Does time equal vision in AQP4-IgG positive NMOSD optic neuritis?

Does time equal vision in AQP4-IgG positive NMOSD optic neuritis?


This study evaluates the impact of rapid high-dose intravenous methylprednisolone pulse therapy in patients with serum anti-aquaporin-4 immunoglobulin G (AQP4-IgG)–positive neuromyelitis optica spectrum disorders (NMOSDs) who had an attack of optic neuritis (ON).

Study design

The investigators retrospectively reviewed 36 optic neuritis (ON) attacks from 32 consecutive AQP4-IgG–positive NMOSD patients and evaluated for factors that influenced the visual outcomes.  


Earlier treatment of AQP4-IgG–positive ON with IV methylprednisolone pulse therapy was associated with a better visual prognosis 1 year after the attack (Spearman’s rho=0.50, P=0.0018). In addition, the length of the ON lesion on MRI was associated with the visual outcome (Spearman’s rho=0.669, P<0.001) and younger age was associated with better outcomes on multivariate analysis. The observed impact of early IV steroids was independent of the length of the ON lesion on MRI.

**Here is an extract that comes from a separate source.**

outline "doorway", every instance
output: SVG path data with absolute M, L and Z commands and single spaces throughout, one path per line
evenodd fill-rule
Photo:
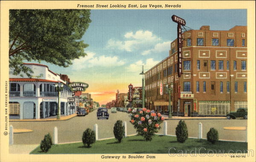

The main limitation of this study is the relatively small sample size and the retrospective nature of the analysis. In addition, over half of patients were treated with plasma exchange, which complicates the interpretation of the findings.

Clinical significance

This study suggests that rapid initiation of IV methylprednisolone may lead to better visual outcomes in ON from AQP4-IgG–positive NMOSD. Because AQP4-IgG testing results often take 1 to 2 weeks to return, the authors recommend early IV methylprednisolone for any acute ON that is suggestive of AQP4-IgG ON, even before confirmation of AQP4-IgG positivity. Future randomized clinical trials are required to confirm these findings.